谢青阳在下面写:观扬子江水涛涛, 赏祁连山巅积雪。
高咏:“分母这就消掉了,剩下的东西眼熟吧?就是个二倍角公式。”
谢青阳:诺曼底登陆的海滩, 敦刻尔克撤退的港口……
高咏:“化简就不用说了。能心算就心算,实在不行, 多写几行草稿也不亏,不然错在最后一步也太冤了,你们说对吧?”
说完这句,他环视一圈下面认真记笔记的学生,趁大部分人还没抬头,又喝了一口牛奶。
而谢青阳则撑着下巴,望向黑板。她的眼睛有些失焦, 看面前的一切都是模模糊糊的。可这样的状态让她觉得很舒服, 甚至忍不住,继续畅想了下去。
江城虽然已经算是数一数二的繁华都市,可世界那么大……
谢青阳轻轻地叹了口气。
只要认真去听了,上课的时间往往过得很快。
在两节数学结束的时候, 班里很多人都觉得今天讲的东西是不是少了点。可再回想一下之前高咏让他们自己做题的时候, 当时却是只觉得时间不够,恨不得把自己劈成两半。
之后是两节英语,再然后就是午饭时间。
中午回宿舍时,谢青阳毫不意外地发觉,剩下七个人已经分成了泾渭分明的三派。杨悦、李安然与张慧慧、钟静相互冷战,两组人之间一句话也没有。剩下三个人在昨晚的争吵中置身事外,这会儿勉勉强强当着和事老。
谢青阳则是事不关己的第四派。
她和其余七人都不过是点头之交, 甚至在刚来嘉明是对杨悦的一些做法心有不满。虽然后来也觉得没什么,但要是让她去选,她也会觉得昨天是杨悦太无理取闹了点。
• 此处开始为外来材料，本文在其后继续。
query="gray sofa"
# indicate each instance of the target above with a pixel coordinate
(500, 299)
至于事件中心人物,自始至终都没说几句话,完美闪避了纪检扣分的李安然……
谢青阳和她睡对床,这会儿坐在自己床边,难免看到对方。
李安然正在和杨悦小声说着什么,杨悦则时不时地看一眼谢青阳上方的床铺。那里睡着钟静,昨天她们两个几乎撕破脸。
看了片刻,谢青阳挪开了视线。
她想到了网上一个很有名的名词,“塑料花友情”。
说一些人出于某些利害关系,总对外表现出关系很好的模样,私下里却没什么交集。
而她现在待得这个宿舍,大概也能被称作“塑料花舍友情”?谢青阳不觉得钟静或杨悦会转宿舍,就算她们想,一些手续也没那么容易解决。
在那之前,毕竟是一个宿舍的,还是要维持着相敬如冰的关系。
毕竟只是小吵小闹,说不定,在那之前,几个人就和好了。
谢青阳是这么想的,但明面上的“和好”,比她以为的还要快一点。
下一周周四,第三次月考的前一天,她回宿舍的时候,已经看到钟静和李安然有一搭没一搭的讲话。
她也没太在意,洗漱完后就坐回自己床上,再看几分钟政治笔记。
第二天考试时,她坐在应届生的第一个考场。桌子挨着前门,偶尔能看到门外走动的纪检。
一路按部就班地答下来,阖上笔帽时,还有三十分钟下考。她检查了一遍前面的几道选择题,确定没有要改的地方,然后就把草稿纸划拉回来,计算自己这次大约会得的分数。
谢青阳还是觉得沈悦之不可能超过自己,但她已经陆陆续续地写了几百字“情书”拿出去当旅行景点特色介绍毫无问题那种如果不能递出去,还是有点可惜。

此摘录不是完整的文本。